No. No. Folks. That's not what happened. C'mon. It's not that the white power structure looked the other way and allowed Wai-Wize to get a lock on minority subcontracting at public entities in Dallas. The white power structure created Wai-Wize. It made it happen.

In a series of stories and columns in 2008, the Observer reported specific and detailed arrangements -- a political strategy -- by which former Mayor Tom Leppert elevated Willis Johnson and Wai-Wize to the status of Number One Gatekeeper for all minority subcontracting in Dallas. The arrangement even had a code name, revealed in emails that we published: "The Inner Circle."

One of the events we described was a kind of mini-convention for would-be minority contractors held at the headquarters of the regional transit agency, DART, on a Saturday morning. It was a meet-and-greet. There were hundreds of people there -- eager hopeful minority contractors looking for a way in, as well as representatives of most of DART's general contractors.

The event was run by Johnson. He was introduced by Leppert. Leppert, the mayor of Dallas, had no particular business even appearing at an event that had to do with DART, an agency of which he was not a part. Johnson was a radio host. Who elected him anything? Why wasn't DART running its own event?

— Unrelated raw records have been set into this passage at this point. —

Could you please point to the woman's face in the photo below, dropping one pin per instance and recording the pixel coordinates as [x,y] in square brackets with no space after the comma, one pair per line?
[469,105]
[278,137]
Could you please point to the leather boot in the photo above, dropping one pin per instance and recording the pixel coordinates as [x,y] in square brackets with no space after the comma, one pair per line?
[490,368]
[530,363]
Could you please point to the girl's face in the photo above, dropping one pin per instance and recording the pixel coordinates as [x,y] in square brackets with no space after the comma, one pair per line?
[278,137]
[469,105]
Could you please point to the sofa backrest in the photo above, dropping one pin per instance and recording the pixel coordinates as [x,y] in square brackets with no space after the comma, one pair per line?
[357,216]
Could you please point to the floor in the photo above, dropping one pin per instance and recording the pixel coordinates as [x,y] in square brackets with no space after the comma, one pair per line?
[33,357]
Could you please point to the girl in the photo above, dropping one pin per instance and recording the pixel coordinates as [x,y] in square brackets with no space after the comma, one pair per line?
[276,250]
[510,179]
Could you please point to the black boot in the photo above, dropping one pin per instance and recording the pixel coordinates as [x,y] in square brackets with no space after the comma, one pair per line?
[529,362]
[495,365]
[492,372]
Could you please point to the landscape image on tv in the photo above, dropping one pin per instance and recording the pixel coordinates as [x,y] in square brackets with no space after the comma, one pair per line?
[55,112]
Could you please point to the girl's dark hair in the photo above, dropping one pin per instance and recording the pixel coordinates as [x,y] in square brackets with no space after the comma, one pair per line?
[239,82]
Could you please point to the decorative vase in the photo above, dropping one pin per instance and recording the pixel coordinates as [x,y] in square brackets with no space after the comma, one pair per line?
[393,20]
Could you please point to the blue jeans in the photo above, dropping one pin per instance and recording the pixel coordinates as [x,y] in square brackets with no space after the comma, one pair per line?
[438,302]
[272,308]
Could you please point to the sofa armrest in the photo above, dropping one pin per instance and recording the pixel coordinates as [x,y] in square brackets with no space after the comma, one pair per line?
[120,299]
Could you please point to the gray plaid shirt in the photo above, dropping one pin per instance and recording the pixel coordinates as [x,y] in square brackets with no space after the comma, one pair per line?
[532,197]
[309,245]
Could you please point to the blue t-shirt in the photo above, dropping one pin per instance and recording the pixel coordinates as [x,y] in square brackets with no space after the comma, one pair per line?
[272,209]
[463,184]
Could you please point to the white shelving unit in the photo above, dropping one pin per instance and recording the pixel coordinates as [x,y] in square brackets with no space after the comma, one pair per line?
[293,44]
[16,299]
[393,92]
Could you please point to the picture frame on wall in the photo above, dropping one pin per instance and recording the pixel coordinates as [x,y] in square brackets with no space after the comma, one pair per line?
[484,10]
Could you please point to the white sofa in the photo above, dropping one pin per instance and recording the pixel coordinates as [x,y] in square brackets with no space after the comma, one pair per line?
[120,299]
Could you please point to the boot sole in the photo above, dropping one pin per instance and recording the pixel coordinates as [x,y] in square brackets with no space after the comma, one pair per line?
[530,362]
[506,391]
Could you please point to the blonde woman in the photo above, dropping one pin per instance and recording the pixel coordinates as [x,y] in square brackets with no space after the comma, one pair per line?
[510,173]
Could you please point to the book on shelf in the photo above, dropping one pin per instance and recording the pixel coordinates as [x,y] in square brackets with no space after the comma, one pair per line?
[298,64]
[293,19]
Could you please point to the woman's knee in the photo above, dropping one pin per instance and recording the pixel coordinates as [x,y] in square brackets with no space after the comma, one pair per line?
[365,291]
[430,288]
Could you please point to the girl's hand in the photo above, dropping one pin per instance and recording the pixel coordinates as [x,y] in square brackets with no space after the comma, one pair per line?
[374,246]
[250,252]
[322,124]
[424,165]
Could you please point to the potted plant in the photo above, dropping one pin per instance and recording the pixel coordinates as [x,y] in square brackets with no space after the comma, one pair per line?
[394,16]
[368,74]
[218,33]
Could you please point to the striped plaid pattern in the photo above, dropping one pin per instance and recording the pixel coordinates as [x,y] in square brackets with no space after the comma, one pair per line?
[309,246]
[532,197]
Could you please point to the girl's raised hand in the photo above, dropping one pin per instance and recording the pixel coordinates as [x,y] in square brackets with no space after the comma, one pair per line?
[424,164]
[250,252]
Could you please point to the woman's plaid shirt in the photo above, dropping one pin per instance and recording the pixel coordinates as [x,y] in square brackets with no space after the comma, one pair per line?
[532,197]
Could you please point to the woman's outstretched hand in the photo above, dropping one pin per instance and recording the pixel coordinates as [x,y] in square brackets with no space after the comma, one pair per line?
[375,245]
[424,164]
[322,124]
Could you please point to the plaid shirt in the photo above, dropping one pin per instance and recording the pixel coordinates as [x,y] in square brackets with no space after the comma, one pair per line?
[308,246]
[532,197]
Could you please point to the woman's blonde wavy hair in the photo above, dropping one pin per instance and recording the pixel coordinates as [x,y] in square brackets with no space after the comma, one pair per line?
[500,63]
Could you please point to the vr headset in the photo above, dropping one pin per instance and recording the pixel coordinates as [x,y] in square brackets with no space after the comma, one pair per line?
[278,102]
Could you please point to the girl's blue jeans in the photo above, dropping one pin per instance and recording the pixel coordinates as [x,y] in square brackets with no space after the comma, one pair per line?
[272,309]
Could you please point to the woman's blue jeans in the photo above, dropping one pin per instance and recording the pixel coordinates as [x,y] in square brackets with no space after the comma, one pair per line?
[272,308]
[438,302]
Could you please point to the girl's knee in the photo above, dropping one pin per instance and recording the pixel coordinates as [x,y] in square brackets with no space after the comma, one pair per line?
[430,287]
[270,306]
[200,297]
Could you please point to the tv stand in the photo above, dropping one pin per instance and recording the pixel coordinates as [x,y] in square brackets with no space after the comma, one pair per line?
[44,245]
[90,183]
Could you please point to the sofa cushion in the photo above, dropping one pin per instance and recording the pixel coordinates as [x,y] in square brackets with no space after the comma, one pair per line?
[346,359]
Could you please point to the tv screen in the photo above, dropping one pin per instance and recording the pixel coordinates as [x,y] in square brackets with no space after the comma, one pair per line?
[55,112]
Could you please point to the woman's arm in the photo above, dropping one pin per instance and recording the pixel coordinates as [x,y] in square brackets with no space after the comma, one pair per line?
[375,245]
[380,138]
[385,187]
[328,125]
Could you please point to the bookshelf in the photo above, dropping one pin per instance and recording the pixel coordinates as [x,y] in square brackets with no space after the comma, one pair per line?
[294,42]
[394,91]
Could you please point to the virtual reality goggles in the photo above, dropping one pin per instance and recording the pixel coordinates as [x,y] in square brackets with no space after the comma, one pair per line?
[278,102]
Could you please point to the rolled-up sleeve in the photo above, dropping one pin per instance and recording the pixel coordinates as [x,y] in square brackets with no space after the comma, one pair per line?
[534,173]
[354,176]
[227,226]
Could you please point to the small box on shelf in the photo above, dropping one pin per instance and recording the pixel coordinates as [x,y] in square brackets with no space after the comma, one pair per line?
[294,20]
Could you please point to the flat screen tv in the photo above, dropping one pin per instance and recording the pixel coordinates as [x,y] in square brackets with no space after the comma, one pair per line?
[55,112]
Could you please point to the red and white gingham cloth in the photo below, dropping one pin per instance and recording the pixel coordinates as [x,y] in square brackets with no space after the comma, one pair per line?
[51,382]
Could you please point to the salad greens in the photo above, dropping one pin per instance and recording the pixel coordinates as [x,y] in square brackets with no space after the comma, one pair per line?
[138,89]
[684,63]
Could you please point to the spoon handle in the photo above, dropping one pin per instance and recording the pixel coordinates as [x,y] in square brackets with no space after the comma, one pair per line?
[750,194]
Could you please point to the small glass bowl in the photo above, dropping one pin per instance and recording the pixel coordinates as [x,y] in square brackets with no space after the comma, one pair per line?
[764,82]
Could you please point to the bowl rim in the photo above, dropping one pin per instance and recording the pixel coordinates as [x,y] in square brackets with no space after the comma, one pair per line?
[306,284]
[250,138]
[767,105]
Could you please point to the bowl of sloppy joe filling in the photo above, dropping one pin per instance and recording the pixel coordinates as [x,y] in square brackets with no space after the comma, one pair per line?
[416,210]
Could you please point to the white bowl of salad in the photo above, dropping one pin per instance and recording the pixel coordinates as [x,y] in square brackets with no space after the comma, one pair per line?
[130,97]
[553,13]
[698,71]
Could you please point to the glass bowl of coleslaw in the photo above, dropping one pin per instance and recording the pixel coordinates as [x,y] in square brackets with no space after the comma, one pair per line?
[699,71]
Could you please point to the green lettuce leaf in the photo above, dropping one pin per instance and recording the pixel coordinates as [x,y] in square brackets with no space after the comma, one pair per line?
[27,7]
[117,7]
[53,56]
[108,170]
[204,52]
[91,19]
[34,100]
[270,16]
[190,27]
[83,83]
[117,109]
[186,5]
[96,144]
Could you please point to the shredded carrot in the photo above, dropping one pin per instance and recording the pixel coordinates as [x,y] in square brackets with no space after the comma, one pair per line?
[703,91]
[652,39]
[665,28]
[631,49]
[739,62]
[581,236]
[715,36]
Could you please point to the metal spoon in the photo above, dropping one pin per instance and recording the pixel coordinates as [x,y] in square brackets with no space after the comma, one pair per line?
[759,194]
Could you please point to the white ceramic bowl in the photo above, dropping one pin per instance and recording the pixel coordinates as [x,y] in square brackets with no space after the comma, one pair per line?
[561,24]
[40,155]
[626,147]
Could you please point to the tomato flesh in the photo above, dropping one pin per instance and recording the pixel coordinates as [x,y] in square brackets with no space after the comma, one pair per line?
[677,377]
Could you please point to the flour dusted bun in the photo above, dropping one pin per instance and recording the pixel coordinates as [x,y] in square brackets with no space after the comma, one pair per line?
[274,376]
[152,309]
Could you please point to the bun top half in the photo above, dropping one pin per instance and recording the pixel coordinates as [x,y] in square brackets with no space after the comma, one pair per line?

The message was clear. Johnson was the man selected by the Leppert/Citizens Council/Downtown Rich White Guy leadership as the gatekeeper for all minority subcontracting. This arrangement received solid support from The Dallas Morning News in both editorial and news columns, especially in its coverage of the Inland Port controversy. Another powerful ally backing the deal was the North Central Texas Council of Governments, which is supposed to supply us with rational planning.

Let's go back to the editorial. The News says " ... elected officials and regulators have done a poor job of holding all parties accountable ... "

Is that the problem? Hell no. The problem is that elected officials, regulators and newspaper editorial pages created this situation. They did it because it worked for them. If we're supposed to rely on the same kind of elected officials, regulators and newspaper editorial pages to clean up the situation, we are truly toast.

This was not and is not and will never be a southern Dallas deal. This is a cross-town deal. It's absurd to suggest that the traditional establishment in Dallas will clean up this mess. They made the mess.

I'm not excusing southern Dallas. It takes two to tango. People are responsible for their own behavior. But let's not excuse North Dallas, either. And let's sure as hell not look to North Dallas to clean anything up.